Equating each factor to zero gives us our roots:

• $\alpha = -2$
• $\beta = -5$

Step 2: Verify using coefficients.

From the polynomial, we have $a = 1$, $b = 7$, and $c = 10$.

• Verification for Sum:
• • Actual sum of calculated roots: $\alpha + \beta = (-2) + (-5) = -7$
  • Formula prediction: $-\frac{b}{a} = -\frac{7}{1} = -7$
  • Both values match perfectly.
• Verification for Product:
• • Actual product of calculated roots: $\alpha \cdot \beta = (-2) \cdot (-5) = 10$
  • Formula prediction: $\frac{c}{a} = \frac{10}{1} = 10$
  • Both values match perfectly.

Example 3: If $\alpha$ and $\beta$ are the zeroes of the quadratic polynomial $P(x) = 2x^2 - 5x + 7$, find the value of $\alpha^2 + \beta^2$.

Solution:

This is a favorite question type in competitive and foundation exams. Notice that you do not need to calculate the actual roots, which are complex numbers in this case. Instead, we can use algebraic identities.
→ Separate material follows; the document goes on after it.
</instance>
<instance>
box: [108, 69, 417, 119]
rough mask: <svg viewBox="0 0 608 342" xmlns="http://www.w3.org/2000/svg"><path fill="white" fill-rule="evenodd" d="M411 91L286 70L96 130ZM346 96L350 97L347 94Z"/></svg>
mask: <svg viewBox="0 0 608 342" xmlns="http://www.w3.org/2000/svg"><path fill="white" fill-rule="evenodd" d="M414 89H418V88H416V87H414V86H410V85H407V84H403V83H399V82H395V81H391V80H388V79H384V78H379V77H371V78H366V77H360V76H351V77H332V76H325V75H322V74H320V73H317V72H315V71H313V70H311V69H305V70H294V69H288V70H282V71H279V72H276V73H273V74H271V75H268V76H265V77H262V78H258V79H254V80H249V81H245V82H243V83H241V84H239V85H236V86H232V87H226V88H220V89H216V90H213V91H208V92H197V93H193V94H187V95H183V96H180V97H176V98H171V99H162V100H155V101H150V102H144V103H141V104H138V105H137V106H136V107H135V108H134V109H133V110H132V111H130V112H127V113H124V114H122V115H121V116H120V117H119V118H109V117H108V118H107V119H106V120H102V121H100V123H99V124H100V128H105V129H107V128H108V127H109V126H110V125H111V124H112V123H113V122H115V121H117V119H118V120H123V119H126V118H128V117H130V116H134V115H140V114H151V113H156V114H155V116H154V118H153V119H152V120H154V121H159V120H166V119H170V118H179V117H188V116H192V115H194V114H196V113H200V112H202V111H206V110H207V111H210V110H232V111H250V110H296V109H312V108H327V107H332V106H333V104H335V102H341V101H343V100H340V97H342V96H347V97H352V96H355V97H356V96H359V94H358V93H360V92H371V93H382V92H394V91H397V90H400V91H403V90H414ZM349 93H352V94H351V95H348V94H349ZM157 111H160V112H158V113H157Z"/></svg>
First, write down the known relationships from the coefficients ($a = 2, b = -5, c = 7$):

$$\alpha + \beta = -\frac{-5}{2} = \frac{5}{2}$$

$$\alpha\beta = \frac{7}{2}$$

We know the algebraic identity for the sum of squares:

$$\alpha^2 + \beta^2 = (\alpha + \beta)^2 - 2\alpha\beta$$

Substitute our known values into the identity:

$$\alpha^2 + \beta^2 = \left(\frac{5}{2}\right)^2 - 2\left(\frac{7}{2}\right)$$

$$\alpha^2 + \beta^2 = \frac{25}{4} - 7$$

$$\alpha^2 + \beta^2 = \frac{25 - 28}{4} = -\frac{3}{4}$$

• Answer: The value of $\alpha^2 + \beta^2$ is $-\frac{3}{4}$.
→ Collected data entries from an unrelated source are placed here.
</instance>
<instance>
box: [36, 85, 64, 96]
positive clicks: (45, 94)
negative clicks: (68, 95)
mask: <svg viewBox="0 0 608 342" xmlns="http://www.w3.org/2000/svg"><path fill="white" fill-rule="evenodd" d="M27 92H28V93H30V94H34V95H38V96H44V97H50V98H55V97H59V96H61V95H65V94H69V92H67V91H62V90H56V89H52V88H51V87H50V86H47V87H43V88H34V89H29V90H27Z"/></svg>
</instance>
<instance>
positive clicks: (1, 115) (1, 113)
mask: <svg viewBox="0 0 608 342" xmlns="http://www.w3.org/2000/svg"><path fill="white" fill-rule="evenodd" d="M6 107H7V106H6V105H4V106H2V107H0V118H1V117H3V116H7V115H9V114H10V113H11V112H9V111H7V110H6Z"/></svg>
Example 4: Find a quadratic polynomial whose zeroes are $3 + \sqrt{2}$ and $3 - \sqrt{2}$.

Solution:

Let $\alpha = 3 + \sqrt{2}$ and $\beta = 3 - \sqrt{2}$.

Step 1: Calculate the Sum ($S$) of the zeroes.

$$S = \alpha + \beta = (3 + \sqrt{2}) + (3 - \sqrt{2}) = 3 + 3 = 6$$

Step 2: Calculate the Product ($P$) of the zeroes.

Using the difference of squares identity, $(a+b)(a-b) = a^2 - b^2$:

$$P = \alpha \cdot \beta = (3 + \sqrt{2})(3 - \sqrt{2}) = (3)^2 - (\sqrt{2})^2$$

$$P = 9 - 2 = 7$$

Step 3: Construct the polynomial.

$$P(x) = x^2 - S x + P$$

$$P(x) = x^2 - 6x + 7$$

• Answer: The required polynomial is $x^2 - 6x + 7$.

Example 5: For the cubic polynomial $P(x) = x^3 - 6x^2 + 11x - 6$, verify the product of all its zeroes if the roots are known to be 1, 2, and 3.

Solution:

Let the roots be $\alpha = 1$, $\beta = 2$, and $\gamma = 3$.

From the polynomial, the coefficients are $a = 1$, $b = -6$, $c = 11$, and $d = -6$.

• Method 1 (Direct multiplication):
• $$\alpha\beta\gamma = 1 \cdot 2 \cdot 3 = 6$$
• Method 2 (Using Vieta's Formula):
• $$\alpha\beta\gamma = -\frac{d}{a} = -\frac{-6}{1} = 6$$

Both methods yield the exact same answer, confirming the validity of the cubic coefficient formula.

7.0Common Mistakes Students Make

To avoid losing unnecessary points on exams, keep an eye out for these frequent pitfalls:

• Dropping the Negative Sign in $-\frac{b}{a}$: This is the single most common error. If $b$ is already negative in the polynomial (e.g., $-5x$), then $-\frac{b}{a}$ becomes $-\frac{-5}{a} = +\frac{5}{a}$. Double-check your negative signs carefully.
• Forgetting to Divide by a: Students often memorize the rules simply as $-b$ and $c$. Remember that this shortcut only works if the leading coefficient $a$ equals 1. If $a \neq 1$, you must divide every term by $a$.
• Misapplying the Formula to Missing Terms: If a polynomial reads $P(x) = 2x^2 - 9$, the linear $x$ term is missing. This means the coefficient $b = 0$. Do not accidentally mistake the constant term -9 for b.